Dr. Srino Bharam is a board-certified fellowship-trained sports medicine orthopedic surgeon specializing in the treatment of athletic injuries of the hip for teens and adults. Dr. Bharam is a pioneer of hip arthroscopy with over 30 years of experience in treating injuries and conditions of the hip with the goal of restoring athlete and patients to an active lifestyle.
Your hip is built to take a lot of wear-and-tear, it’s a very complex joint. Athletes and other active people put a lot of stress on the joint and pain in the hip or groin region can result. Gradual damage is also common as we age and pain in this area can be severe. Because this pain can come from many sources and can be felt in many parts of the hip region, it’s important to understand the underlying conditions that can cause it.

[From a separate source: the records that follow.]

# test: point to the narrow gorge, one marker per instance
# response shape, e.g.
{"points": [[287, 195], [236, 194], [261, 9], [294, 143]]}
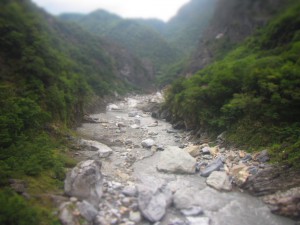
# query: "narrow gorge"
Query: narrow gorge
{"points": [[106, 120]]}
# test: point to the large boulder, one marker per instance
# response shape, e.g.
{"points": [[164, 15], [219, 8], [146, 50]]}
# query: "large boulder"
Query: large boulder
{"points": [[85, 181], [153, 203], [193, 150], [175, 160], [69, 214], [103, 150], [240, 174], [216, 165], [148, 143], [219, 180], [87, 210]]}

As Dr. Bharam has noted, hip injuries are often misdiagnosed. He notes that one study saying that patients are typically seen by more than three different health professionals before a torn labrum is correctly diagnosed. Aside from the frustration of an incorrect diagnosis, additional damage can occur in the meantime. That’s why it’s important to start with the level of expertise found at the Hip & Groin Preservation Center.

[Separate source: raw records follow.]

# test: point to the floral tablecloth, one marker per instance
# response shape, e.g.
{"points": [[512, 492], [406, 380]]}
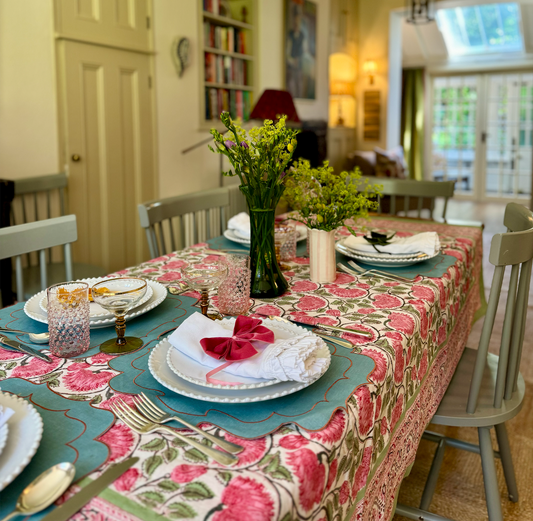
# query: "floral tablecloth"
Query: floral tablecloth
{"points": [[352, 469]]}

The thigh bone, femur, and the pelvis, acetabulum, join to form the hip joint. The hip joint is a “ball and socket” joint. The “ball” is the head of the femur, or thigh bone, and the “socket” is the cup shaped acetabulum. The joint surface is covered by a smooth articular surface that allows pain free movement in the joint.

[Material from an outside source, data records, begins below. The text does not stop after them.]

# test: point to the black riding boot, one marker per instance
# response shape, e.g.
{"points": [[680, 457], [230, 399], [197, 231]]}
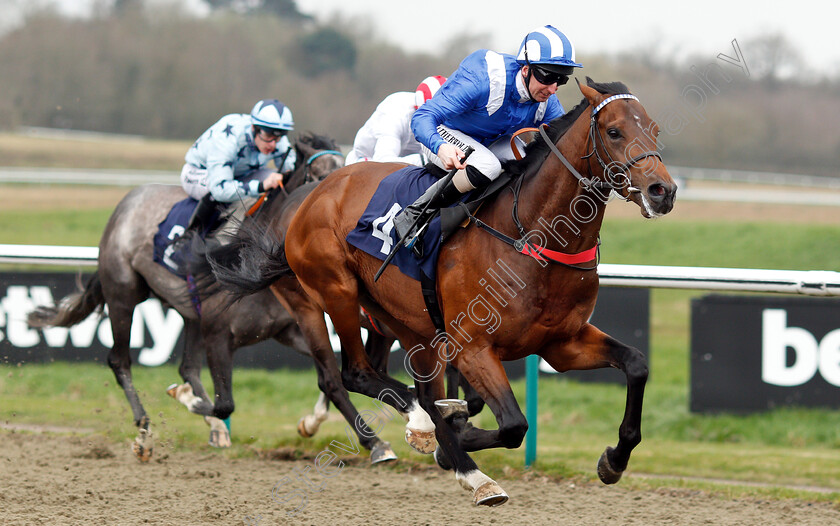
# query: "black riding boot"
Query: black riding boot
{"points": [[439, 195], [202, 217]]}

Cartilage Acetabulum “The Socket”
The cartilage cushions the joint and allows the bones to move on each other with smooth movements. This cartilage does not show up on X-ray, therefore you can see a “joint space” between the femoral head and acetabular socket.
The pelvis is a large, flattened, irregularly shaped bone, constricted in the center and expanded above and below. It consists of three parts: the ilium, ischium, and pubis.
The socket, acetabulum, is situated on the outer surface of the bone and joins to the head of the femur to form the hip joint.
The femur is the longest bone in the skeleton. It joins to the pelvis, acetabulum, to form the hip joint.
The upper part is composed of the femoral head, femoral neck, and greater and lesser trochanters.
The acetabular labrum is an elastic cartilage that lines the edge of the acetabulum (socket), providing stability to the joint.
The labrum deepens the socket, holds the joint fluid inside the socket and forms a protective cushion between the acetabulum and the constantly moving femoral head.